Screening, identification, and experimental validation of SUMOylation biomarkers in Parkinson's disease.

Abstract

Background: Parkinson's disease (PD) is a common neurodegenerative disorder. The role of protein post-translational modifications (PTMs), especially small ubiquitin-like modifier (SUMO) conjugation (SUMOylation), in PD pathogenesis remains unclear. This study aimed to investigate the relationship between SUMOylation and PD.

Methods: The analysis included the GSE22491 dataset, GSE18838 dataset, and 189 SUMO related genes. Differentially expressed genes (DEGs) between the PD group and the control group were identified in GSE22491; these were then intersected with SUMO related genes to identify candidate genes. Machine learning was used to select biomarkers consistent across both datasets, which were validated in GSE6631. Further analyses included back propagation (BP) neural network analysis, enrichment analysis, immune infiltration analysis, regulatory network construction, drug prediction, and molecular docking. Reverse transcription-quantitative polymerase chain reaction (RT-qPCR) was used to validate the biomarkers.

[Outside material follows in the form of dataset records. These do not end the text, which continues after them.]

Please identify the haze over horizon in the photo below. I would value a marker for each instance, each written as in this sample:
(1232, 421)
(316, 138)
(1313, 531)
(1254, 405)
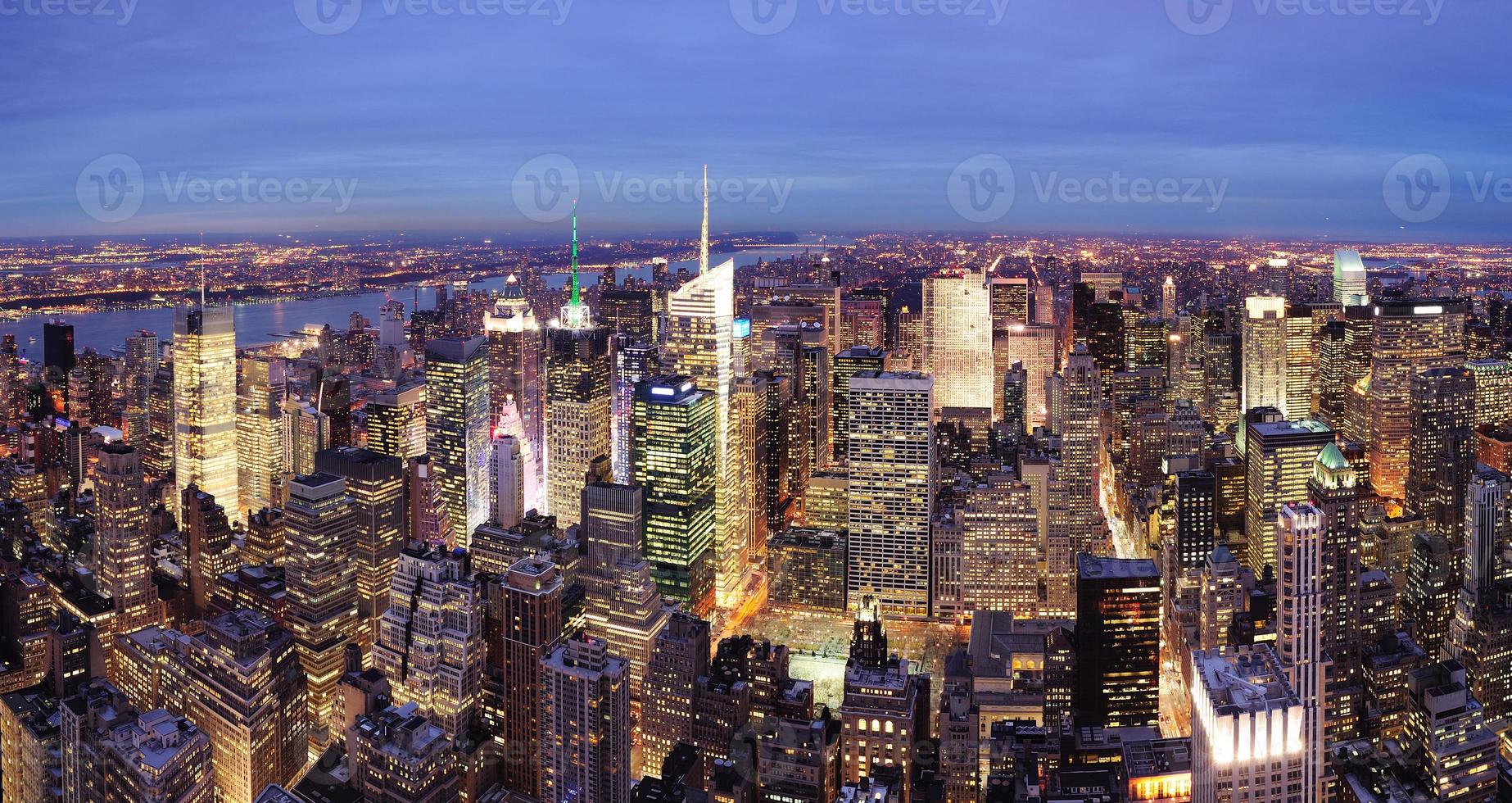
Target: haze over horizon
(1109, 120)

Results: An overlap analysis of 3,222 DEGs and 189 SUMO related genes identified 25 candidate genes. Subsequent validation using the GSE22491 and GSE18838 datasets narrowed these biomarkers down to SUMO3 and SEH1L, which are involved in pathways (such as the nuclear pore pathway) associated with PD. Significant positive correlations were observed between specific immune cell subtypes and both biomarkers. Based on these correlations, relevant transcription factors (ZNF394, IRF4, FOXM1, EGR1) and drugs (Cianidanol, Methylmethanesulfonate, Valproic acid) were predicted. Additionally, RT-qPCR results confirmed that SUMO3 is significantly downregulated in PD.

Conclusion: SUMO3 and SEH1L were identified as novel biomarkers for PD, offering potential targets for early diagnosis and therapy in PD.